La mise en scène de Prachya Pinkaew se révèle elle aussi beaucoup moins démonstrative que dans
Ong Bak. Dans l'œuvre précédente, le réalisateur gardait presque une distance avec les combattants afin de mieux nous laisser apprécier les techniques de Muay Thaï. Dans
L'Honneur du Dragon, il est temps d'impliquer le spectateur, de le plonger au cœur de ces affrontements, de lui faire serrer les dents lorsque les os se brisent. Finis les ralentis abusifs, les plans repassés trois fois d'affilée, le montage se veut ici plus percutant, les angles de vue plus saisissants, et les bruitages sont mis à contribution pour faire ressortir pleinement l'impact de chaque coup. Il en est de même pour les éléments du décor, utilisés parfois à des fins esthétiques comme c'est le cas dans ce combat étourdissant sous la pluie avec le Capoeiriste, véritable tourbillon de corps en mouvements. Avec ses couleurs chaudes et saturées, l'image entièrement numérique de
L'Honneur du Dragon s'avère d'ailleurs plus soignée que ne l'était celle de
Ong Bak.
Le réalisateur Prachya Pinkaew s'autorise aussi quelques expériences de mise en scène fort sympathiques, parmi lesquelles la plus frappante reste le fameux plan-séquence de 3min51 qui voit Kham partir du rez-de-chaussée d'un grand escalier en colimaçon pour arriver au dernier étage d'un bâtiment. Les adversaires surgissent de partout, la caméra se place tour à tour aux côtés de Tony Jaa pour le perdre de vue ensuite, suivre la trajectoire d'adversaires balancés par-dessus bord, entrer dans une pièce, revenir dans l'escalier, suivre à nouveau Tony Jaa… Le côté jeu vidéo de la séquence est pleinement assumé, conférant une dimension carrément ludique au parcours de Kham. On retrouve ce côté jeu vidéo dans la structure extrêmement linéaire du film qui est régulièrement ponctué par les entrées en scène d'ennemis parfois très
comic-book (des catcheurs redoutables, un transsexuel armé d'un fouet...). Rien ne peut arrêter le personnage de Tony Jaa, pas même les dizaines d'hommes qui lui tombent dessus quelques minutes plus tard au cours d'une bagarre très violente qui utilise habilement le hors champ pour laisser venir ces innombrables adversaires tous de noir vêtus.

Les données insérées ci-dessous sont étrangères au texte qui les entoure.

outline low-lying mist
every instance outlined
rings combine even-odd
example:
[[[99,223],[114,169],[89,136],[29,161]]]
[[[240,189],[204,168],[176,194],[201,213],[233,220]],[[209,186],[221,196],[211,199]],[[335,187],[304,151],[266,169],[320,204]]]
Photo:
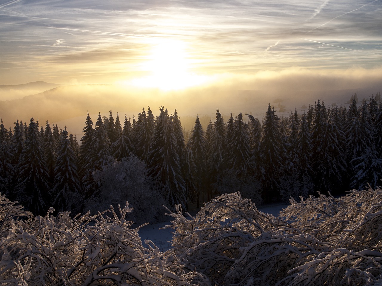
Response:
[[[299,69],[276,72],[259,72],[253,76],[227,75],[224,80],[207,86],[184,90],[163,91],[121,85],[83,84],[60,86],[22,98],[0,101],[0,117],[8,128],[16,119],[26,122],[46,121],[70,133],[82,134],[88,112],[95,123],[99,112],[108,117],[118,112],[123,124],[125,114],[132,120],[142,108],[149,106],[154,115],[161,106],[170,114],[176,108],[182,125],[191,129],[196,116],[202,117],[204,126],[215,120],[217,109],[225,121],[230,113],[251,114],[261,121],[269,103],[279,116],[296,108],[299,112],[319,98],[327,105],[344,105],[356,92],[359,100],[368,100],[382,89],[382,69],[352,69],[341,73],[320,73]]]

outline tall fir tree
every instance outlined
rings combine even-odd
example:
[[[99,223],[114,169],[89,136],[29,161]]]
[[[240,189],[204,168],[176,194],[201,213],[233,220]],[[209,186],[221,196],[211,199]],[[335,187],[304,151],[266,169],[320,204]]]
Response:
[[[306,188],[306,191],[304,192],[309,194],[313,189],[312,140],[305,112],[300,121],[296,149],[298,154],[299,180],[304,182],[303,188]]]
[[[53,133],[53,136],[54,137],[56,142],[58,142],[60,140],[60,130],[58,129],[58,127],[57,126],[57,124],[55,125],[54,124],[53,124],[52,133]]]
[[[118,134],[115,129],[115,124],[112,111],[110,110],[109,112],[110,113],[110,115],[109,116],[107,122],[105,124],[105,127],[107,132],[109,140],[110,140],[110,144],[111,145],[117,141]]]
[[[372,188],[377,186],[382,178],[382,159],[376,149],[375,125],[366,101],[359,109],[360,130],[358,157],[351,161],[353,177],[350,187],[358,190],[364,190],[369,183]]]
[[[148,134],[147,117],[144,108],[142,108],[142,112],[138,114],[138,119],[134,129],[135,138],[135,152],[140,158],[146,161],[150,147],[151,137]]]
[[[77,141],[76,135],[73,136],[73,134],[71,133],[69,135],[69,141],[70,142],[70,146],[71,147],[72,150],[73,150],[74,155],[78,160],[79,156],[79,145],[78,144],[78,141]]]
[[[194,129],[188,142],[189,148],[191,149],[194,156],[194,162],[196,169],[195,172],[195,182],[196,186],[196,207],[199,207],[201,199],[204,201],[206,182],[206,138],[204,131],[199,120],[199,116],[197,116],[195,121]]]
[[[251,114],[247,114],[248,119],[248,132],[251,140],[251,162],[252,169],[256,176],[258,175],[260,165],[259,149],[261,138],[261,124],[259,119]]]
[[[90,149],[91,145],[92,137],[94,132],[93,128],[93,121],[89,111],[87,112],[87,116],[85,121],[85,127],[83,129],[83,135],[80,140],[81,144],[79,146],[79,159],[78,161],[78,165],[80,169],[80,177],[81,179],[86,175],[88,177],[89,174],[87,174],[87,170],[85,169],[85,165],[87,163],[87,154]]]
[[[31,119],[19,162],[18,199],[35,215],[46,214],[50,202],[48,170],[37,122]]]
[[[86,197],[91,196],[98,189],[93,177],[93,173],[103,170],[111,162],[110,145],[110,140],[100,113],[84,167],[84,175],[82,178],[82,188]]]
[[[284,174],[278,121],[274,108],[269,104],[262,123],[262,136],[260,146],[261,182],[264,199],[267,201],[278,199],[279,178]]]
[[[77,156],[68,137],[66,127],[58,142],[55,166],[53,205],[58,211],[81,209],[82,197]]]
[[[181,162],[183,162],[185,156],[186,143],[183,135],[183,129],[182,128],[181,123],[180,119],[178,117],[178,112],[176,109],[171,116],[171,120],[174,125],[174,133],[176,138],[175,146],[176,147],[176,152],[179,156]]]
[[[57,146],[55,138],[53,136],[50,125],[47,121],[45,127],[44,143],[45,147],[44,156],[49,174],[48,182],[50,183],[52,183],[54,179],[54,168],[57,157],[56,151]]]
[[[117,122],[116,121],[116,125]],[[120,161],[123,158],[128,157],[134,153],[134,148],[130,136],[132,132],[127,116],[125,116],[123,129],[118,132],[119,135],[117,141],[112,144],[110,148],[110,154],[117,161]]]
[[[374,115],[373,119],[376,150],[378,157],[382,158],[382,103],[381,101],[379,101],[378,109]]]
[[[6,195],[11,193],[11,176],[13,173],[12,154],[10,151],[11,138],[9,132],[0,119],[0,193]]]
[[[181,204],[186,208],[185,183],[176,152],[173,125],[167,109],[162,106],[156,120],[147,156],[149,175],[161,183],[172,206]]]
[[[214,123],[211,138],[211,146],[209,148],[207,164],[209,166],[208,175],[211,184],[216,188],[216,185],[223,179],[225,152],[225,123],[219,109],[216,110],[216,118]]]
[[[233,123],[231,139],[227,146],[227,167],[241,178],[252,174],[250,162],[251,141],[241,112]]]

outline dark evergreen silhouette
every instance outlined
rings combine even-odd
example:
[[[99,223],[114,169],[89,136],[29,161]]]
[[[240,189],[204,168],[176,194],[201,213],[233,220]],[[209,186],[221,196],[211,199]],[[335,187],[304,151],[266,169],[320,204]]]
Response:
[[[53,204],[57,211],[78,212],[81,209],[82,201],[78,162],[66,128],[62,131],[58,145],[52,190]]]
[[[204,200],[205,194],[206,150],[204,131],[201,124],[199,116],[197,116],[195,125],[187,143],[194,156],[195,169],[195,185],[196,186],[196,207],[199,207],[201,199]]]
[[[262,122],[260,142],[261,179],[266,201],[279,198],[279,178],[284,174],[278,117],[270,104]]]
[[[147,155],[148,174],[162,184],[170,205],[186,207],[185,181],[182,178],[179,157],[176,152],[173,125],[164,107],[156,120],[155,130]]]
[[[37,122],[31,118],[19,162],[16,188],[20,203],[35,215],[46,214],[50,202],[42,145]]]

Et à côté de toute cette brutalité sauvage, cette histoire d'éléphants. S'il y a un aspect surprenant dans
L'Honneur du Dragon, c'est le contraste saisissant entre la violence du film et l'extrême naïveté du propos. Ce dernier est-il insuffisant ? Peut-être si l'on attend le chef d'œuvre ultime du cinéma d'action. Il est certain que
L'Honneur du Dragon ne se perd pas en détours scénaristiques : tout comme le personnage n'a qu'un but, retrouver ses éléphants, le film semble suivre une optique unique, celle de parvenir à son dénouement. D'autre part, il ne s'agit même plus de sauver un village entier, le but de Kham repose sur des valeurs simples. Et cette simplicité est mise en opposition avec la corruption de l'organisation cynique coupable du kidnapping, une manière d'opposer par la même occasion la ville et la campagne. Titre original du film, "Tom Yum Goong" est le nom d'un plat traditionnel thaïlandais très connu, c'est le nom du restaurant que Kham va dévaster pour retrouver ces animaux sacrés selon la culture thaïlandaise et traités ici comme du bétail. Le fait que la quête de Kham consiste à secourir des éléphants, animaux sacrés avec lequel les personnes issues de la campagne semblent familières (l'idée est venue de l'expérience de l'acteur lui-même, qui a grandi avec des éléphants), a paradoxalement une portée plus forte que s'il s'agissait de sauver une fiancée en détresse, un propos qui aurait été trop banal. La question sera de savoir si l'esprit des Occidentaux, habitués à des emballages plus sophistiqués, sera capable d'apprécier une histoire reposant sur des valeurs aussi élémentaires que le lien qui unit Kham à ses éléphants, fondée sur une quête aussi dénuée de toute justification économique. A chacun de se faire son opinion selon sa propre sensibilité.

En tous les cas, si le scénario de
L'Honneur du Dragon sera apprécié différemment selon les attentes, l'action est bel et bien au rendez-vous et tient largement ses promesses puisque les combats monumentaux surpassent de loin ceux de
Ong Bak sans les imiter. La maîtrise incontestable de la mise en scène dont fait cette fois preuve Prachya Pinkaew, révélation de
L'Honneur du Dragon, laisse présager du meilleur pour
Sword, sa prochaine collaboration avec Tony Jaa, film actuellement en production et que l'on attend non sans une certaine impatience.